Le Ong ne prendono atto ma aspettano i necessari chiarimenti e le dichiarazioni ufficiali. Non si può certo abbassare la guardia quando il governo afghano continua a varare leggi che violano i diritti umani e delle donne, con effetti tragici. Le nazioni democratiche presenti in Afghanistan, in particolare l’Italia, avrebbero il dovere di

intervenire pretendendo da Karzai il ritiro di queste disposizioni. A questo proposito, giovedì, la senatrice Pd Amati ha presentato un’interrogazione al Senato. Speriamo che l’ascoltino.

La villetta segreta dove 35 afghane hanno trovato rifugio e speranza

La casa è segretissima, una modesta villetta, come tante altre a Kabul. Ci è permesso visitarla perché siamo una delegazione Cisda (Coordinamento Italiano Sostegno Donne Afgane) che sostiene i progetti di Hawca da dieci anni. Rispetto e fiducia guadagnati sul campo. Le ragazze si stringono una vicina all’altra, parlottano tra loro, con timore e impazienza. Rimangono sulla porta, entriamo veloci. Non è prudente farsi vedere in cortile. I sorrisi brevi, un po’ imbarazzati, non sono abituate alle visite. Nessun estraneo frequenta la casa, nessuno deve sapere dove si trova, due guardie fidate, armate, le sorvegliano. Le ospiti sono 35, il numero massimo, dai 9 ai 45 anni, alcune hanno i bambini con sé. La casa è aperta dal 2003, 13 dipendenti più il personale legale, tutte donne, tranne l’autista e le guardie. Orario di lavoro dalle 8 alle 16 e dalle 16 alle 8. Sono sempre seguite da personale specializzato, istruito in Italia.

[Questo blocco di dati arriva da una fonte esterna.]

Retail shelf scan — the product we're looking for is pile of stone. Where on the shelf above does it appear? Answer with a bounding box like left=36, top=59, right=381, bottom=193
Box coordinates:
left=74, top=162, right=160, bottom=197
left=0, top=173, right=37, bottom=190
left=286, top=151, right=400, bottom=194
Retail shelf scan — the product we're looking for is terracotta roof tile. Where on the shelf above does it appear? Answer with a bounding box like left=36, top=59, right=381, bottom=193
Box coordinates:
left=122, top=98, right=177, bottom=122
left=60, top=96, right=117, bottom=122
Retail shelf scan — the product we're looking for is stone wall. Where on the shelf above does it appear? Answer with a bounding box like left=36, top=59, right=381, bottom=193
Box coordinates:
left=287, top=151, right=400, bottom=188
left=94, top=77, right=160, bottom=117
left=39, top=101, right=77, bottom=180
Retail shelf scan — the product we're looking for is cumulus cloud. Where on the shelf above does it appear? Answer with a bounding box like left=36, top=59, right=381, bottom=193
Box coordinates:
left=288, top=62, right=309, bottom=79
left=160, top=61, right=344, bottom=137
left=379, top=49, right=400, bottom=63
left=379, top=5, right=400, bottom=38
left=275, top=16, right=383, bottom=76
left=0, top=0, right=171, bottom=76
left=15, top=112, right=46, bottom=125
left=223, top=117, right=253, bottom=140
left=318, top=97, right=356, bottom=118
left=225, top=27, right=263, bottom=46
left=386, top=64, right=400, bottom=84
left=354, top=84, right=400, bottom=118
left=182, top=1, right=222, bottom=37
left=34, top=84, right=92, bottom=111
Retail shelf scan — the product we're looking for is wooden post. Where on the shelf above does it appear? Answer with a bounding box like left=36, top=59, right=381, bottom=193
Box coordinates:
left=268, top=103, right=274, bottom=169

Arrivano in condizioni psicofisiche spesso disastrose. Il chek up e l’aiuto medico e psicologico sono le prime tappe obbligate. Il tempo, allo Shelter, è occupato 24 ore su 24. Impegnare le mani e la mente aiuta.

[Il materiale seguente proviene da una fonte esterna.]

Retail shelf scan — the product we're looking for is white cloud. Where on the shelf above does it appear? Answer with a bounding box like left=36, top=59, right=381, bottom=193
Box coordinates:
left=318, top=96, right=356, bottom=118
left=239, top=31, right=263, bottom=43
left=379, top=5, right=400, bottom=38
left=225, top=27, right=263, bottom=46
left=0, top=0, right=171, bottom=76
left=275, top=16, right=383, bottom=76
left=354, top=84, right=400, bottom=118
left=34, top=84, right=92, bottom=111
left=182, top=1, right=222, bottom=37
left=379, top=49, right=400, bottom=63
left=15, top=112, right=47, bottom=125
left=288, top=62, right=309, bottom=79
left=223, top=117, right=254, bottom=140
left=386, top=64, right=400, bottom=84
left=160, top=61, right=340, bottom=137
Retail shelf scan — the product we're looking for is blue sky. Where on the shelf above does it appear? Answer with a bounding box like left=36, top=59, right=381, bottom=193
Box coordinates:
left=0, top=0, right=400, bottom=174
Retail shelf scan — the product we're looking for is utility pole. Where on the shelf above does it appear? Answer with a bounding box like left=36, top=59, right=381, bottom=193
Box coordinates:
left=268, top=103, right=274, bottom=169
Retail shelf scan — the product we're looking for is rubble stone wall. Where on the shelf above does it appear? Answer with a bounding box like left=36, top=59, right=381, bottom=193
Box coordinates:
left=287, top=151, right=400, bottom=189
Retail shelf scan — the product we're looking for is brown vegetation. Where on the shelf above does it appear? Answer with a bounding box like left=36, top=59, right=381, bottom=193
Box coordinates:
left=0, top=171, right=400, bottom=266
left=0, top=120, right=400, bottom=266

Il vuoto lascia libera la sofferenza, nutre il disagio. Sveglia alle 5, l’ora della preghiera, per chi vuole. La prima ad arrivare è la psicologa per gli esercizi di rilassamento. Dalle 8 alle 10,30 corsi di alfabetizzazione, poi, training di sartoria nel laboratorio, pranzo e studio. La sera cena e tv.

Altre attività sono previste nei pomeriggi. Ci sono corsi di «diritti umani» e delle donne,di consapevolezza legale,

sulla Costituzione e la legge islamica, tenuti da un avvocata e la psicologa per la terapia di gruppo e individuale. Corsi di igiene e cure di base e attività fisica, una volta alla settimana. Il medico le visita e le cura dentro lo shelter. L’assistenza legale è garantita da avvocate che si occupano dei processi, affrontando battaglie difficili:divorzio, custodia dei figli, giustizia per le violenze subite.